Immer wieder wird diskutiert, ob Reitsport Pferden schadet. Dabei kommt es darauf an, wie oft und unter wieviel Druck man trainiert.
Von Rosa Umland, Klasse 8a, Gymnasium am Bötschenberg, Helmstedt

Freizeitreiten oder Turniersport? Was ist nun besser für das Pferd und was schadet ihm vielleicht? Ich habe mich mit diesem Thema beschäftigt, da ich selber auch reite und mit Pferden aufgewachsen bin. Ich habe mich schon oft gefragt, ob gewisse Umgangsarten im Reitsport dem Pferd nun schaden oder nicht.

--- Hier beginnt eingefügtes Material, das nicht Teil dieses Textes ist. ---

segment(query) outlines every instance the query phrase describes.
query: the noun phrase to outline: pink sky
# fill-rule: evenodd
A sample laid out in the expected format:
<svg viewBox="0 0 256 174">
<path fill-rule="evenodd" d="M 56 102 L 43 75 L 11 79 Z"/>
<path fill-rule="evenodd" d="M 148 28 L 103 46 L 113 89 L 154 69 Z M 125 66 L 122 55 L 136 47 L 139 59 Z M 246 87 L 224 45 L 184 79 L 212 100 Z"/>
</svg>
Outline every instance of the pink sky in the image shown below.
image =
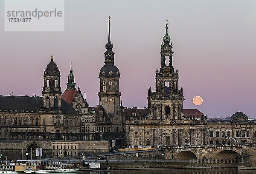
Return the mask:
<svg viewBox="0 0 256 174">
<path fill-rule="evenodd" d="M 3 1 L 0 2 L 3 19 Z M 184 108 L 210 117 L 243 112 L 256 116 L 256 1 L 65 1 L 65 31 L 5 32 L 0 22 L 0 93 L 41 95 L 44 71 L 53 55 L 62 91 L 73 62 L 75 81 L 98 104 L 108 20 L 111 18 L 115 65 L 124 106 L 147 106 L 155 90 L 165 20 L 173 44 L 173 65 L 183 87 Z M 195 95 L 203 104 L 194 105 Z"/>
</svg>

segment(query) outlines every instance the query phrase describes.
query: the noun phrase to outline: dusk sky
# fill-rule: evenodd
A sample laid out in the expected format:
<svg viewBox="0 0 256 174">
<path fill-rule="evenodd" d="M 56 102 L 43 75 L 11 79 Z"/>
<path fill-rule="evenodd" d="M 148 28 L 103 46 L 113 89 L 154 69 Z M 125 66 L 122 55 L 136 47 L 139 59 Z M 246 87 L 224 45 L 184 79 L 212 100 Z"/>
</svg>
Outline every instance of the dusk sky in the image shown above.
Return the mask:
<svg viewBox="0 0 256 174">
<path fill-rule="evenodd" d="M 255 0 L 65 0 L 64 31 L 59 32 L 4 31 L 3 0 L 0 7 L 2 95 L 40 95 L 52 54 L 62 92 L 72 62 L 77 88 L 96 107 L 110 14 L 124 106 L 147 106 L 148 88 L 155 90 L 167 20 L 183 108 L 211 117 L 239 111 L 256 117 Z M 202 105 L 193 104 L 196 95 Z"/>
</svg>

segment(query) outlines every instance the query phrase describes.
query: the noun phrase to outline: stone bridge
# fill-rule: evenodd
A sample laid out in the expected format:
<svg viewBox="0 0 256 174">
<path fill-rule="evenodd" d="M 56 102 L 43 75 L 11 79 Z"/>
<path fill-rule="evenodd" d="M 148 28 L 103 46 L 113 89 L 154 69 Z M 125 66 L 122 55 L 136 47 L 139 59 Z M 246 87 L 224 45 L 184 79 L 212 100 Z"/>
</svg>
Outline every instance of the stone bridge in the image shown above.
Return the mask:
<svg viewBox="0 0 256 174">
<path fill-rule="evenodd" d="M 165 148 L 167 159 L 255 159 L 256 146 L 199 146 Z M 253 161 L 255 160 L 253 160 Z"/>
</svg>

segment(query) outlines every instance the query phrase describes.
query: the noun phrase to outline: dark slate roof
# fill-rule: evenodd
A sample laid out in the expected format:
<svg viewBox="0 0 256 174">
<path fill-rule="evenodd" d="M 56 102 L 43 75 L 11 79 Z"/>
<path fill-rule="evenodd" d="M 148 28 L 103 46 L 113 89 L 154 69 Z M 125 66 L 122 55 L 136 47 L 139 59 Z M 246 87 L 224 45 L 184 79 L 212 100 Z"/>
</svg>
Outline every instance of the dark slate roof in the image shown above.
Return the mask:
<svg viewBox="0 0 256 174">
<path fill-rule="evenodd" d="M 197 109 L 183 109 L 183 115 L 186 117 L 189 117 L 190 115 L 197 118 L 200 118 L 204 113 Z"/>
<path fill-rule="evenodd" d="M 26 96 L 0 95 L 0 109 L 35 111 L 41 106 L 37 97 Z"/>
<path fill-rule="evenodd" d="M 53 59 L 51 60 L 51 62 L 48 64 L 46 67 L 47 70 L 58 70 L 58 66 L 57 64 L 53 62 Z"/>
<path fill-rule="evenodd" d="M 123 118 L 125 117 L 126 120 L 129 120 L 131 116 L 132 112 L 136 112 L 136 116 L 140 119 L 143 119 L 148 112 L 148 108 L 136 108 L 134 109 L 133 108 L 126 109 L 124 108 L 120 109 L 120 113 Z"/>
<path fill-rule="evenodd" d="M 0 109 L 38 111 L 42 109 L 42 98 L 26 96 L 0 95 Z M 61 110 L 64 112 L 79 114 L 64 99 Z"/>
<path fill-rule="evenodd" d="M 103 72 L 105 73 L 103 74 Z M 112 74 L 109 74 L 110 71 L 112 72 Z M 120 78 L 120 72 L 118 68 L 113 65 L 105 65 L 102 67 L 99 71 L 99 78 L 103 77 L 116 77 Z"/>
</svg>

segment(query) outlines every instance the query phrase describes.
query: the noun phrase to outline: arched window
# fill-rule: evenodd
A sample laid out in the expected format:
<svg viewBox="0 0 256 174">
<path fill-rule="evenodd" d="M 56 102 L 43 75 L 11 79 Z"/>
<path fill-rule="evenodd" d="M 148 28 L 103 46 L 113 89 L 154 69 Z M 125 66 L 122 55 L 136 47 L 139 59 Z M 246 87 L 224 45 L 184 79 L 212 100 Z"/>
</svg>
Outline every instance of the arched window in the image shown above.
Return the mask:
<svg viewBox="0 0 256 174">
<path fill-rule="evenodd" d="M 221 137 L 225 137 L 225 131 L 221 131 Z"/>
<path fill-rule="evenodd" d="M 30 117 L 30 126 L 33 126 L 33 118 Z"/>
<path fill-rule="evenodd" d="M 9 125 L 12 125 L 12 117 L 9 117 Z"/>
<path fill-rule="evenodd" d="M 164 114 L 170 115 L 170 107 L 169 106 L 166 106 L 164 107 Z"/>
<path fill-rule="evenodd" d="M 28 118 L 27 118 L 27 117 L 26 117 L 26 118 L 25 118 L 25 125 L 26 126 L 28 125 Z"/>
<path fill-rule="evenodd" d="M 216 137 L 219 137 L 219 133 L 218 133 L 218 131 L 216 131 Z"/>
<path fill-rule="evenodd" d="M 240 137 L 240 132 L 237 131 L 236 132 L 236 137 Z"/>
<path fill-rule="evenodd" d="M 35 126 L 38 126 L 38 118 L 35 118 Z"/>
<path fill-rule="evenodd" d="M 185 143 L 185 145 L 186 145 L 188 143 L 188 139 L 185 139 L 184 141 L 184 143 Z"/>
<path fill-rule="evenodd" d="M 245 137 L 245 132 L 244 131 L 242 131 L 242 133 L 241 134 L 241 135 L 242 137 Z"/>
<path fill-rule="evenodd" d="M 228 137 L 231 137 L 231 133 L 230 133 L 230 131 L 227 131 L 227 136 Z"/>
<path fill-rule="evenodd" d="M 4 116 L 4 117 L 3 118 L 3 124 L 4 125 L 6 124 L 6 116 Z M 255 131 L 255 133 L 254 133 L 255 135 L 256 135 L 256 131 Z"/>
<path fill-rule="evenodd" d="M 20 125 L 22 125 L 22 117 L 20 117 Z"/>
<path fill-rule="evenodd" d="M 150 140 L 147 139 L 146 140 L 146 144 L 147 146 L 149 146 L 150 145 Z"/>
<path fill-rule="evenodd" d="M 17 117 L 15 117 L 14 118 L 14 121 L 13 121 L 13 123 L 15 125 L 17 125 Z"/>
<path fill-rule="evenodd" d="M 211 132 L 210 132 L 210 137 L 213 137 L 213 131 L 211 131 Z"/>
<path fill-rule="evenodd" d="M 50 107 L 50 98 L 49 97 L 46 98 L 45 106 L 47 108 L 49 108 Z"/>
<path fill-rule="evenodd" d="M 58 108 L 58 98 L 55 97 L 54 98 L 54 107 L 55 108 Z"/>
</svg>

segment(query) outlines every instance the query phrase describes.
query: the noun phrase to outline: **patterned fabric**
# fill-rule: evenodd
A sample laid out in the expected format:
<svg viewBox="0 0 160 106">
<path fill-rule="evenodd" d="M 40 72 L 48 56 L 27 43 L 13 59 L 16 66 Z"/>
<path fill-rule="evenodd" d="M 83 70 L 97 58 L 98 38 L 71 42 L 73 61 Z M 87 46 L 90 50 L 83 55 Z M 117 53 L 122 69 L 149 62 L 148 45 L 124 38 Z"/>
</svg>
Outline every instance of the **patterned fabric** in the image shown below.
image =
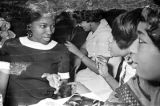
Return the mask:
<svg viewBox="0 0 160 106">
<path fill-rule="evenodd" d="M 128 104 L 128 106 L 142 106 L 137 96 L 134 94 L 127 83 L 121 85 L 115 90 L 115 92 L 123 102 Z"/>
<path fill-rule="evenodd" d="M 110 56 L 109 38 L 112 37 L 111 28 L 105 19 L 102 19 L 100 25 L 94 33 L 90 32 L 86 39 L 86 49 L 88 57 L 95 60 L 96 56 Z"/>
<path fill-rule="evenodd" d="M 44 73 L 69 72 L 69 54 L 64 45 L 57 44 L 51 49 L 40 50 L 22 45 L 19 39 L 9 39 L 1 48 L 2 51 L 9 55 L 7 57 L 10 57 L 11 63 L 5 106 L 33 104 L 44 98 L 56 98 L 55 89 L 41 76 Z"/>
</svg>

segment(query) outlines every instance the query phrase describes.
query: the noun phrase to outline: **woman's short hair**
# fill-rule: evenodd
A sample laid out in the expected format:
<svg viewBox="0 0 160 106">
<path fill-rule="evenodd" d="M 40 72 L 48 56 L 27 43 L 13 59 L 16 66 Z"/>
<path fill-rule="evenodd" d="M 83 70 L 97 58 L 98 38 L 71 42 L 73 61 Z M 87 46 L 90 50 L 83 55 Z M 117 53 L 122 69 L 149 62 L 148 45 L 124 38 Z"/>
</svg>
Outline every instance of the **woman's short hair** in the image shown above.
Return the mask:
<svg viewBox="0 0 160 106">
<path fill-rule="evenodd" d="M 112 35 L 120 49 L 128 48 L 137 38 L 137 26 L 143 21 L 142 8 L 123 13 L 115 18 L 112 25 Z"/>
<path fill-rule="evenodd" d="M 146 29 L 154 45 L 160 50 L 160 8 L 157 6 L 145 7 L 142 11 L 150 27 Z"/>
<path fill-rule="evenodd" d="M 26 24 L 30 24 L 44 15 L 54 16 L 53 14 L 55 14 L 52 3 L 47 0 L 28 0 L 24 8 L 24 21 Z"/>
</svg>

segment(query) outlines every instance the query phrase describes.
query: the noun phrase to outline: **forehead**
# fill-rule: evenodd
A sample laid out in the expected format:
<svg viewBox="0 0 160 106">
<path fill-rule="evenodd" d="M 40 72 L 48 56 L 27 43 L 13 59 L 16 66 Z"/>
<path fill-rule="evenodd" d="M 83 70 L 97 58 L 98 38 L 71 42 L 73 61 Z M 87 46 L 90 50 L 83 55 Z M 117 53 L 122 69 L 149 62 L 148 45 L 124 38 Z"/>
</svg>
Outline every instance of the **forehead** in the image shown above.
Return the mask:
<svg viewBox="0 0 160 106">
<path fill-rule="evenodd" d="M 35 21 L 36 24 L 48 24 L 52 25 L 55 24 L 53 17 L 41 17 L 39 20 Z"/>
<path fill-rule="evenodd" d="M 146 32 L 146 29 L 148 28 L 148 24 L 147 23 L 145 23 L 145 22 L 140 22 L 139 24 L 138 24 L 138 27 L 137 27 L 137 31 L 138 32 Z"/>
</svg>

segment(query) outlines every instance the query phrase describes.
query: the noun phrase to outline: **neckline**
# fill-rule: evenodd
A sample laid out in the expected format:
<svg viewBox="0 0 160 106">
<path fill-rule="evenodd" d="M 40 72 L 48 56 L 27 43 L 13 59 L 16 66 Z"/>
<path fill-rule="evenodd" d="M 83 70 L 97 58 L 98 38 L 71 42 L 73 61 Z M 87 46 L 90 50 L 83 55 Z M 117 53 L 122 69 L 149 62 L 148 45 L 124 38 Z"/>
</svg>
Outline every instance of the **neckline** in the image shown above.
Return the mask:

Zu diesem Thema habe ich ein Mädchen im Alter von elf Jahren befragt. Sie reitet schon länger Turniere und ist dort auch schon ein bisschen erfolgreich. Dadurch habe ich von ihr noch Vieles über den Turniersport erfahren. Ihre Pferde leben nicht in Offenstallhaltung. Diese Wahl hat aber keinen bestimmten Grund. Sie hat mir erzählt, dass ihre längste Hänger-Fahrt sechs Stunden dauerte. Ob das noch gesund für das Pferd ist? Auf die Frage, wie oft sie auf einem Turnier ist, antwortete sie, „eigentlich jedes Wochenende“. Sie habe montags, dienstags, donnerstags und sonntags Training, davon einmal Dressur- und sonst Springtraining und an den anderen Tagen extra Training oder auch mal ein  Ausritt. Sie hat drei Pferde und ist der Meinung, dass diese eine gute Verbindung zu ihr haben.

Manchmal ist es besser, es ruhig angehen zu lassen

Ich habe auch ein 15-jähriges Mädchen, eine Freizeitreiterin, befragt. Ihr Pferd steht auch nicht im Offenstall. Zum Unterricht fährt sie nur einmal in der Woche eine Stunde montags, sonst longiert sie, reitet aus oder sie geht auf den Platz bei ihr zu Hause. Auch auf Bodenarbeit legt sie im Gegensatz zur Turniersportreiterin viel Wert. Sie findet, dass man damit die Verbindung zwischen Pferd und Reiter stärken beziehungsweise überhaupt ersteinmal herstellen kann. Zu Turnieren fährt sie nie und ihre einzige Hänger-Fahrt, die sie macht, ist die montags zum Reitunterricht. Diese Fahrt dauert auch nur 20 Minuten.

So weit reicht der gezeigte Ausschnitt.